A invasão garimpeira na Terra Indígena Yanomami agravou profundamente as condições de vida das crianças e adolescentes desse povo, segundo relatório divulgado pelo Fundo das Nações Unidas para a Infância (Unicef) em parceria com a Hutukara Associação Yanomami. Entre 2019 e 2022, foram registradas ao menos 570 mortes infantis por doenças evitáveis, como desnutrição, malária e pneumonia, vinculadas diretamente aos impactos da mineração ilegal que contaminou rios com mercúrio e afetou os modos tradicionais de subsistência baseados na caça, coleta e agricultura de roças. Essa crise ocorreu simultaneamente à desestruturação dos serviços de saúde na região, deixando a população desassistida.
Com uma população aproximada de 31 mil pessoas distribuídas em 390 comunidades dentro de cerca de 9,6 milhões de hectares nos estados de Roraima e Amazonas, o povo Yanomami enfrenta uma emergência sanitária que levou, em 2023, o governo federal a declarar situação de Emergência em Saúde Pública de Importância Nacional no território. Desde então, foram realizadas mais de 7,4 mil ações integradas para combater o garimpo, com o triplo de profissionais de saúde atuando na terra Yanomami e unidades de atendimento reabertas ou inauguradas. Ainda assim, os desafios persistem, destacando a dificuldade em reverter os impactos sociais e ambientais causados pela atividade ilegal.

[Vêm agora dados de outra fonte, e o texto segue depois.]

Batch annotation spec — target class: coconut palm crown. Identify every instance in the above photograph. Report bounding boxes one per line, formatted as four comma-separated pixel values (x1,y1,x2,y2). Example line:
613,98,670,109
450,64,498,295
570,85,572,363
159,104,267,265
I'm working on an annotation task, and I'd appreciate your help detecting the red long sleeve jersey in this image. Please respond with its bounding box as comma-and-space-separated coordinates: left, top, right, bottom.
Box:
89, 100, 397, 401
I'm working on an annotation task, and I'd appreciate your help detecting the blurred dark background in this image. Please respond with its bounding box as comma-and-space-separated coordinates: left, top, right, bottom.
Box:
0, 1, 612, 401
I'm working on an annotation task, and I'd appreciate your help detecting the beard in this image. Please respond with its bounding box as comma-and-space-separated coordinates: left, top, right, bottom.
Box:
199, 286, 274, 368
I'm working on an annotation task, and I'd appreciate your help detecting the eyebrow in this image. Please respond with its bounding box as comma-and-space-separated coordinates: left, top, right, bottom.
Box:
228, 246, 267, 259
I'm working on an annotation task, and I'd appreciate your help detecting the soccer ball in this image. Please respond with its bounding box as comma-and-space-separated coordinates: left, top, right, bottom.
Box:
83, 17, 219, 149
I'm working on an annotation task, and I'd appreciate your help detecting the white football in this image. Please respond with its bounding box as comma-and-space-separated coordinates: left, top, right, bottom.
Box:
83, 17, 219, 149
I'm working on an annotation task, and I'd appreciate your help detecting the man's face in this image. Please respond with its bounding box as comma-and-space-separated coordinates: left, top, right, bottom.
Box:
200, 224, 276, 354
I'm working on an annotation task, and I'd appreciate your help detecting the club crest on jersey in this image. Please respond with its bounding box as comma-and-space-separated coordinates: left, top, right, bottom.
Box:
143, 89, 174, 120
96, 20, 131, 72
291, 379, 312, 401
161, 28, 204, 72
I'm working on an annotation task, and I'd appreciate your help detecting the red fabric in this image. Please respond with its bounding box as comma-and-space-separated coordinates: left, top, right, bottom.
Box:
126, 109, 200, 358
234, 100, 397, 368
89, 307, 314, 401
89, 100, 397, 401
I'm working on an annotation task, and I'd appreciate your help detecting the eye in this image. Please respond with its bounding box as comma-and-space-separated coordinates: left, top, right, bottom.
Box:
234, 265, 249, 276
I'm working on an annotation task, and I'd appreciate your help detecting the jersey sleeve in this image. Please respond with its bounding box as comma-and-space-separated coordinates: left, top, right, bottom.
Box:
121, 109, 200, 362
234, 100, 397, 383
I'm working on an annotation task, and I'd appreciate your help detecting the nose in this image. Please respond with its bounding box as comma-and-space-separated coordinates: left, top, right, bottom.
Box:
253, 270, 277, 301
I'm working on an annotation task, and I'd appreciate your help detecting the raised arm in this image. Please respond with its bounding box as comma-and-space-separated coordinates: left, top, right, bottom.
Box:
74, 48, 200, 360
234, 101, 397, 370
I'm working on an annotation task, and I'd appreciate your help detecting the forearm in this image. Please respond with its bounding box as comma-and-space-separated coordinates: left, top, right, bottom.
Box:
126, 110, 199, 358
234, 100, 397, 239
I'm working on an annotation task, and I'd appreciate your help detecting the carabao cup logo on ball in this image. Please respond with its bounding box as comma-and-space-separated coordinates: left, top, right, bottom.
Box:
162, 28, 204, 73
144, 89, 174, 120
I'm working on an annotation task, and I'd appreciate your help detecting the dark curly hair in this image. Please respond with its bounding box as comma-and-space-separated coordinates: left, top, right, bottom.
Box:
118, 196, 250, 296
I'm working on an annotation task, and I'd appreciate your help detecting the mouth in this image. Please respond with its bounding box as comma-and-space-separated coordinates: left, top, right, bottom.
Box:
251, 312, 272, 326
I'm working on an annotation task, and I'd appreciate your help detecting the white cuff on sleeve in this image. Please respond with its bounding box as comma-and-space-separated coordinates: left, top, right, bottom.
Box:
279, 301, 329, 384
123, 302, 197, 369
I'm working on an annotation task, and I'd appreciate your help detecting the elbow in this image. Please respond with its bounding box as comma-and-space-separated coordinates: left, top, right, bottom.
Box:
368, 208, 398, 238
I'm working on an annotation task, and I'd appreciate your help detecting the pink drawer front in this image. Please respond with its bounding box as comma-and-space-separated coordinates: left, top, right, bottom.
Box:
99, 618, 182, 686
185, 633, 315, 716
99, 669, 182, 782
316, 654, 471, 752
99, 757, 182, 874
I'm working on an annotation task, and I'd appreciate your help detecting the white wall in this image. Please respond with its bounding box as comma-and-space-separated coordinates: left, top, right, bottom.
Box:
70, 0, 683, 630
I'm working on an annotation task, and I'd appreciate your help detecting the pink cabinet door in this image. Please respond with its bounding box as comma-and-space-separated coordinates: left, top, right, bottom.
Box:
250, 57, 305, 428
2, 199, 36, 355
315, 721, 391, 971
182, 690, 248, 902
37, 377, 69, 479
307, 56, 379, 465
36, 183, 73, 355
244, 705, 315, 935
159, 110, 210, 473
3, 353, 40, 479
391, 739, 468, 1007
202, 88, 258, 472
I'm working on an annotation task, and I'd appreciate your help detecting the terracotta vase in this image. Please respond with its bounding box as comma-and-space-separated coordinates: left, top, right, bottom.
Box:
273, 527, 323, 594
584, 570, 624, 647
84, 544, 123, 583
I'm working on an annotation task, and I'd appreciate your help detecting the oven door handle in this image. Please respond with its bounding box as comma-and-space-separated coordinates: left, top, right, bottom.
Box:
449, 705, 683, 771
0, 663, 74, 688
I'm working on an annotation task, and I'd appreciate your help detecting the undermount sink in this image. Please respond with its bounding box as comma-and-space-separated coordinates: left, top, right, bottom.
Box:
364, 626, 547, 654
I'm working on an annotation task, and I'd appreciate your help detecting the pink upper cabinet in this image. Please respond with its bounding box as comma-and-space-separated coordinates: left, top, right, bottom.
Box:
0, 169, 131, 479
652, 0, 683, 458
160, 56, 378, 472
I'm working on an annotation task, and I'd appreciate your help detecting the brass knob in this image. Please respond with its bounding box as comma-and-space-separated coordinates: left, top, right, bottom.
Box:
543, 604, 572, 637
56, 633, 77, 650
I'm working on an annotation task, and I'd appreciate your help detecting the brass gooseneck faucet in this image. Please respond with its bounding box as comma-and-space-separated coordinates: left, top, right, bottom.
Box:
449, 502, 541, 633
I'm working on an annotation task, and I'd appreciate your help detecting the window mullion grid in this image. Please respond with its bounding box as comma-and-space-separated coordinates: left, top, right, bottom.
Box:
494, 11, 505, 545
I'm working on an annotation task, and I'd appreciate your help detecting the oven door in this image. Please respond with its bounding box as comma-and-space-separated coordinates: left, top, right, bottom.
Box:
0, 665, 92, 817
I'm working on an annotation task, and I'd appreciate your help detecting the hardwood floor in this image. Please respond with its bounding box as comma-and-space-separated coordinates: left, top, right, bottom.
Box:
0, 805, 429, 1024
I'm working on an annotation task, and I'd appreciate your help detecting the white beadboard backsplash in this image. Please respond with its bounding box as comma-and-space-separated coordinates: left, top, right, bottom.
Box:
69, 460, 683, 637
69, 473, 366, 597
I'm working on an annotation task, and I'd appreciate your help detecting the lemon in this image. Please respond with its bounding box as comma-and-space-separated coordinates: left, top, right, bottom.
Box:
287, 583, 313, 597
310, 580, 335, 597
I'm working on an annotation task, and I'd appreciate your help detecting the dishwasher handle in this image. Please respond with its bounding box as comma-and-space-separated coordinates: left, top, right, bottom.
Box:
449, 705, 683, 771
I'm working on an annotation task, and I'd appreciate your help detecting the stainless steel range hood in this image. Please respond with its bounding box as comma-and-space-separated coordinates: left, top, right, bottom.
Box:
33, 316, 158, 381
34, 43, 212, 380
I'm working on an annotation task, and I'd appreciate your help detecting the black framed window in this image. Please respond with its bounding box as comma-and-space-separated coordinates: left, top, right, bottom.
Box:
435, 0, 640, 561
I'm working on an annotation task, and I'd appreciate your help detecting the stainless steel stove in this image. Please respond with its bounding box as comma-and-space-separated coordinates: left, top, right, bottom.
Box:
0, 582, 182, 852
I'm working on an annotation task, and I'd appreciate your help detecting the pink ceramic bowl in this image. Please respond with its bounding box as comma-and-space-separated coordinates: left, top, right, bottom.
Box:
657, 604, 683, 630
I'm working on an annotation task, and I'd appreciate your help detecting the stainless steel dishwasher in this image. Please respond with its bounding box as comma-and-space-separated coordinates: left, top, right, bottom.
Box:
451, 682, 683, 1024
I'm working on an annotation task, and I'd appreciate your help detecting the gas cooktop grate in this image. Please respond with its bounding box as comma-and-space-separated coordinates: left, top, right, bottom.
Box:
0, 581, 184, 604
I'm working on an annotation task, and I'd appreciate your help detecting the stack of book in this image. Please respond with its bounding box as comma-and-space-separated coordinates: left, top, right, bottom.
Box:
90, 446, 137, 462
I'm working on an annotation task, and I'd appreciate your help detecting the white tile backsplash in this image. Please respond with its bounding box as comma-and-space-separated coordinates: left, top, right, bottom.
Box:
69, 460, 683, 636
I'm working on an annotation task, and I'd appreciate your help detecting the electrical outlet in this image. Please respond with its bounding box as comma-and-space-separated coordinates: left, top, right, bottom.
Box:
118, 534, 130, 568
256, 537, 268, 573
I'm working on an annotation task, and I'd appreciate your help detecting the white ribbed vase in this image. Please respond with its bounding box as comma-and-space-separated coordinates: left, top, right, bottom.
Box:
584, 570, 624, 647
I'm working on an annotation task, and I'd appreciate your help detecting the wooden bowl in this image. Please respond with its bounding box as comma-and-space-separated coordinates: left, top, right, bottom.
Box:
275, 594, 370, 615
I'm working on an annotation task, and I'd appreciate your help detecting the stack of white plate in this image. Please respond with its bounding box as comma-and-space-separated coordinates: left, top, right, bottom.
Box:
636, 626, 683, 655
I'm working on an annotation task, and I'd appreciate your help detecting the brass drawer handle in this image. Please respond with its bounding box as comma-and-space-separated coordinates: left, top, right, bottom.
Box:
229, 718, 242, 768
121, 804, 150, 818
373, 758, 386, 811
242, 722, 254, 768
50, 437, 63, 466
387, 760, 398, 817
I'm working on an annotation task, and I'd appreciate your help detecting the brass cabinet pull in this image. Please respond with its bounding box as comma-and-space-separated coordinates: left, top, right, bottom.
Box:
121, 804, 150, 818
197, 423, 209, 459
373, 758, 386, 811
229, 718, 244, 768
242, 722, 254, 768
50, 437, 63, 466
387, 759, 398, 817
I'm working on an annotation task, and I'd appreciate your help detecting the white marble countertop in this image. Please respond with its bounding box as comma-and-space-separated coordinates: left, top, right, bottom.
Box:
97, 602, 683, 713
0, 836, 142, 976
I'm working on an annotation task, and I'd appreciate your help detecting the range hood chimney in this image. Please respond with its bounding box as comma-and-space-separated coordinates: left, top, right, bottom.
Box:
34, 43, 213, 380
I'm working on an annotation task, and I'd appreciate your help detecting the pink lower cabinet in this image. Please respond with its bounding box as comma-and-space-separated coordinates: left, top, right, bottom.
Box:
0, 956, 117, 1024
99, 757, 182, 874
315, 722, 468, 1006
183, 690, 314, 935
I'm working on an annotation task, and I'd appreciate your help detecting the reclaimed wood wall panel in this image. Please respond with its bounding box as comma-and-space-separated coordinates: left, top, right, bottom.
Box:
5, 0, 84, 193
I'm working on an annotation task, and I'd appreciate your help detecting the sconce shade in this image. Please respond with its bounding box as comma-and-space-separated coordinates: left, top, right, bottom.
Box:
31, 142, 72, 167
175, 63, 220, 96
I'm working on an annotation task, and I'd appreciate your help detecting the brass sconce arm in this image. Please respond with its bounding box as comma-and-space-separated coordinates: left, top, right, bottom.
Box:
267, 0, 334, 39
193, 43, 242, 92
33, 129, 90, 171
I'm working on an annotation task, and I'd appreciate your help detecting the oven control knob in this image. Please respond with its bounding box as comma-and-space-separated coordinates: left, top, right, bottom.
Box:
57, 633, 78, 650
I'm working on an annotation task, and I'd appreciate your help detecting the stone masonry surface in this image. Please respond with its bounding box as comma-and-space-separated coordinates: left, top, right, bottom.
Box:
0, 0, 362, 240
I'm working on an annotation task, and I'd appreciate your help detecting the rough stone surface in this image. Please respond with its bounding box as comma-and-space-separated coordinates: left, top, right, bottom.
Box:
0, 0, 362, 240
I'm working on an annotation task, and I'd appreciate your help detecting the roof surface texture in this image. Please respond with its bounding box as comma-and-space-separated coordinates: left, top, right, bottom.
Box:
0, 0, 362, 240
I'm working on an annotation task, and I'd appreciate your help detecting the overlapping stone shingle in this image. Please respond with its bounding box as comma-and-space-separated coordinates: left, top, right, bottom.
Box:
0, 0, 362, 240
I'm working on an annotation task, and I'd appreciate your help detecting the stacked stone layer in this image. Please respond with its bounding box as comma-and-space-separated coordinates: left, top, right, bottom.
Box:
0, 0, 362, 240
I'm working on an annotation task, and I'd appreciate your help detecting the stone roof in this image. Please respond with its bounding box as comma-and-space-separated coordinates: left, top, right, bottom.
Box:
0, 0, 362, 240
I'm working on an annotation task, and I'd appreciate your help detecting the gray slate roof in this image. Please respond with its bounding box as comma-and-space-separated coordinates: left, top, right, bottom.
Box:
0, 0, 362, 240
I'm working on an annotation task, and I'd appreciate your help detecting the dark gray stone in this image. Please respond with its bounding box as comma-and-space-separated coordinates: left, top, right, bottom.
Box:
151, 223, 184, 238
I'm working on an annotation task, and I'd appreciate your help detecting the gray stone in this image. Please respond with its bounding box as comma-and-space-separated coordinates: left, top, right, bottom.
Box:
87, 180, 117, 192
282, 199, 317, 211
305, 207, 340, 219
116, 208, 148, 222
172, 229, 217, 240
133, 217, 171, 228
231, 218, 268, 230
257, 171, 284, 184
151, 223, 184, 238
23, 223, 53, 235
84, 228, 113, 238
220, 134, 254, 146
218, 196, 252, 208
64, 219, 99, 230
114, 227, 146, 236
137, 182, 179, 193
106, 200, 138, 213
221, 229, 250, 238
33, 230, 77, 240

A saúde das crianças Yanomami é especialmente vulnerável. Dados de 2022 indicam que mais da metade das 4.245 crianças acompanhadas estavam abaixo do peso devido à desnutrição. Os casos de malária entre crianças de até cinco anos saltaram para mais de 21 mil em quatro anos, quase o total dos dez anos anteriores, com 47 óbitos infantis por malária nesse intervalo, uma mortalidade quase sete vezes maior do que nos quatro anos anteriores. Doenças respiratórias também registram elevado número de mortes infantis, agravadas pela baixa imunidade natural, maior contato com pessoas de fora e a redução da cobertura vacinal, que caiu de 82% em 2018 para 53% em 2022 devido à desmobilização dos serviços de saúde.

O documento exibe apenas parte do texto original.